To modify the abuse heaped here upon the cocked hat, we may look at the remarks that defend it – at least to the extent of abusing its replacement. F.W. Fairholt’s Costume in England (published in 1860, and thus roughly contemporary with A Tale of Two Cities) remarks that:

[T]he French Revolution of 1789 very much influenced the English fashions, and greatly affected both male and female costume; and to that period we may date the introduction of the modern [1860] round hat in place of the cocked one; and it may reasonably be doubted whether anything more ugly to look at, or disagreeable to wear, was ever invented as a head-covering for gentlemen. Possessing not one quality to recommend it, and endowed with disadvantages palpable to all, it has continued to be our head-dress till the present day, in spite of the march of the intellect it may be supposed to cover. It [is not] seen in Parisian prints before 1787. (326)

This illustration, from Fairholt’s Costume, shows the change in men’s hats from the 1780s to the turn of the century.

From left to right, the figures in the illustration above show a "large
round hat" of 1786, the "last form" of the cocked-hat, and a round hat
which came into vogue in 1792 (during the period of the French Revolution)
and was still worn, "with little variation," when Dickens and Fairholt
were writing (Fairholt 508).

It [Jerry’s hair] was so like smith’s work, so much more like the top of a strongly spiked wall than a head of hair, that the best players at leap-frog might have declined him, as the most dangerous man in the world to go over.

A blacksmith works in metal, and could thus be responsible for forging the spikes to which Jerry’s hair is compared. The game of leapfrog, which the OED locates in English usage from the 16th century onward, is “A boys’ game in which one player places his hands upon the bent back or shoulders of another and leaps or vaults over him” – a dangerous game to play over metal spikes or, by comparison, Jerry Cruncher.

…the strong-rooms underground…

A strong-room is, according to the OED, “A room made specially secure for the custody of persons or things; esp[ecially] a fire- and burglar-proof room in which valuables are deposited for safety, e.g. at the Mint, a bank, etc.”

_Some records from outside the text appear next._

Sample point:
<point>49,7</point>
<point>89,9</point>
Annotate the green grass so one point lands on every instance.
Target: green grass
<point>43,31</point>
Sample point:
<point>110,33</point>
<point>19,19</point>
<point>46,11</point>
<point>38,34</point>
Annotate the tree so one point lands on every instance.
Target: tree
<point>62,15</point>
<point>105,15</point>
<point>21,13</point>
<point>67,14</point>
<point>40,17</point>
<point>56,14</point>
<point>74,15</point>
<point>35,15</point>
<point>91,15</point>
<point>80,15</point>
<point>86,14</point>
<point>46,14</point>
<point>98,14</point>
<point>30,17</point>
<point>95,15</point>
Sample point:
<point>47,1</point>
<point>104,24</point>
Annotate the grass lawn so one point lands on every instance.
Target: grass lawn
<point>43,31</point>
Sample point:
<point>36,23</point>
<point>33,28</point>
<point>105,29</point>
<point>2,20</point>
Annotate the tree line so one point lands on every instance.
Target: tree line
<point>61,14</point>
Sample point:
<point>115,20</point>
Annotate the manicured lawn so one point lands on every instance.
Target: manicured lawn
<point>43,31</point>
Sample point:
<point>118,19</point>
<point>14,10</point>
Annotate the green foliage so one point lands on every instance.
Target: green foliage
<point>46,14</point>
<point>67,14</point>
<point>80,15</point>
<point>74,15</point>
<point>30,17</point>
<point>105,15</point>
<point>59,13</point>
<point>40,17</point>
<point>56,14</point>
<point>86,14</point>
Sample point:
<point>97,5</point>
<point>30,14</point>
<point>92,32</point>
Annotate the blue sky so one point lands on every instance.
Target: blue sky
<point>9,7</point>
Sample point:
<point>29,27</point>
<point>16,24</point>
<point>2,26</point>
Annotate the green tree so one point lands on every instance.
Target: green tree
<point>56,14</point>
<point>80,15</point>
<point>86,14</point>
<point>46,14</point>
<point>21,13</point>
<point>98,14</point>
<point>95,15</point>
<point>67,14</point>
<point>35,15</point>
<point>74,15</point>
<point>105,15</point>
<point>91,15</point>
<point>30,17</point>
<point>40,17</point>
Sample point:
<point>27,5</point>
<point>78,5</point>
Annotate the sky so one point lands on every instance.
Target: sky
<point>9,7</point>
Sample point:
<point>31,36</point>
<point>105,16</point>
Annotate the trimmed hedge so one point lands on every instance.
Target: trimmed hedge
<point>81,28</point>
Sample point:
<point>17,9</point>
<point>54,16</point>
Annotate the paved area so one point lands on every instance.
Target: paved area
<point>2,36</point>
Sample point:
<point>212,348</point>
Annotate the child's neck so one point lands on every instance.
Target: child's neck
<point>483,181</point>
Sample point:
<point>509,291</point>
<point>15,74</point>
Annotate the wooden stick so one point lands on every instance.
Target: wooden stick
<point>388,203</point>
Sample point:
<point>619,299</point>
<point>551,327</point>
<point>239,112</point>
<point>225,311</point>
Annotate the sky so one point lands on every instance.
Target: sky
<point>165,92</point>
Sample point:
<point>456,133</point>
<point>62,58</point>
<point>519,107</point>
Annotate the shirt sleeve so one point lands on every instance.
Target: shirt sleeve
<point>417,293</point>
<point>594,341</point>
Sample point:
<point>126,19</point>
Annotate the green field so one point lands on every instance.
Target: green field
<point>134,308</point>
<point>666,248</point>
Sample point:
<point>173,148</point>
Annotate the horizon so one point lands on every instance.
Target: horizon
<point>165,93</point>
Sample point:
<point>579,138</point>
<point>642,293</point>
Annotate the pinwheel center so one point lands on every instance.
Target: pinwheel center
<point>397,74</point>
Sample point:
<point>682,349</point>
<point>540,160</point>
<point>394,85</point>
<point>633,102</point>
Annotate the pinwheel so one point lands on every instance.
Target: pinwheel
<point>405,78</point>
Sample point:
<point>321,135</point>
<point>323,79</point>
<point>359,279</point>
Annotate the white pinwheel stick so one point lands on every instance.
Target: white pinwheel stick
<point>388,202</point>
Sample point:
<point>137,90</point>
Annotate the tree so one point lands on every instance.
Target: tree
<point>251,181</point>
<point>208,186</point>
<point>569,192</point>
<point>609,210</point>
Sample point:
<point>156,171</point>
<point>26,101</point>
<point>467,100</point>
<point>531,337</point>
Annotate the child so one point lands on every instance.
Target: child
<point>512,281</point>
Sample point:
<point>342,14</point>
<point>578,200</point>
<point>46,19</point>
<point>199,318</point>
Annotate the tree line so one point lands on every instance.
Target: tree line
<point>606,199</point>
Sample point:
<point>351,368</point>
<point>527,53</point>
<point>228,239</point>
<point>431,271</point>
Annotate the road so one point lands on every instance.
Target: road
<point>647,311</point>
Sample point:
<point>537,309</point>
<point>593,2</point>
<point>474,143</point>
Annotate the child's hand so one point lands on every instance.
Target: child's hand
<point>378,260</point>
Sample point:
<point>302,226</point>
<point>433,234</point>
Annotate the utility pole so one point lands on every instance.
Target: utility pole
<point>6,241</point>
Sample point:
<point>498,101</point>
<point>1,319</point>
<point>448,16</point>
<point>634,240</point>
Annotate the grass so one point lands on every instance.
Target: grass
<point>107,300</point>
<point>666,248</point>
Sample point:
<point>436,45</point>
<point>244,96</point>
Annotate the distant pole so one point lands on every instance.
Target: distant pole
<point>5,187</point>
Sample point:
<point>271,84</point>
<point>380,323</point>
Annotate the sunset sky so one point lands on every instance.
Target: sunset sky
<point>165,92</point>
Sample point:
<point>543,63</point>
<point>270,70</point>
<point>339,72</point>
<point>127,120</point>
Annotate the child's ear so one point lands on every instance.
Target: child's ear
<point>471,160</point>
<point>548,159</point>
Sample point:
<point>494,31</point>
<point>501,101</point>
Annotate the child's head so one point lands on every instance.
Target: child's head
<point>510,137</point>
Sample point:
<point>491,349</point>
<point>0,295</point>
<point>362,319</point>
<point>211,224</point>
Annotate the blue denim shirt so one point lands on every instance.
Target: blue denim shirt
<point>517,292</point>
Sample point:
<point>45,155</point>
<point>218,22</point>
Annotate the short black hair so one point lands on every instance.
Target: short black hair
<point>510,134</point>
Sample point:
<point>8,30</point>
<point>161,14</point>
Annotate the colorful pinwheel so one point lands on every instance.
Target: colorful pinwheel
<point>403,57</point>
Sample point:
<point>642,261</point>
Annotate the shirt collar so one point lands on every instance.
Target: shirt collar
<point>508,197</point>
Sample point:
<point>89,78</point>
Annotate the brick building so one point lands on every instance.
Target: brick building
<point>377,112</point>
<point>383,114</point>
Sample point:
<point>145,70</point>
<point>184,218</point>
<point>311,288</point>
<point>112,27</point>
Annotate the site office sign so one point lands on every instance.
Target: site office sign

…he went in among them with … the feebly-burning candle…

In 1775, indoor lighting consisted either of candlelights or oil-lamps. The general state of lighting in the late 18th century was primitive. In buildings, gas lighting was an invention of the very late18th century (first used to light a factory in Manchester in 1798) and was not implemented in London until 1807, and in Paris until 1819 (Hobsbawm 298). Electrical lighting of the sort we enjoy now did not appear until long after A Tale of Two Cities was written; it was first implemented in London in 1882.

…the head-drawer at the Royal George Hotel opened the coach door, as his custom was.

The Royal George Hotel is usually identified as the Ship Hotel in Dover (Sanders 39), demolished in 1860 (the year after A Tale of Two Cities was published) to make way for a new portion of the railway. It is probably the hotel commemorated in Byron’s Don Juan (1821) in this facetious apostrophe:

Thy cliffs, dear Dover! Harbour and hotel;
Thy custom-house, with all its delicate duties;
Thy waiters running mucks at every bell;
Thy packets, all whose passengers are booties
To those who upon land or water dwell;
And last, not least, to strangers uninstructed,
Thy long, long bills, whence nothing is deducted. (qtd. in Harper 243)

A drawer is “[o]ne who draws liquor for customers; a tapster at a tavern” (OED).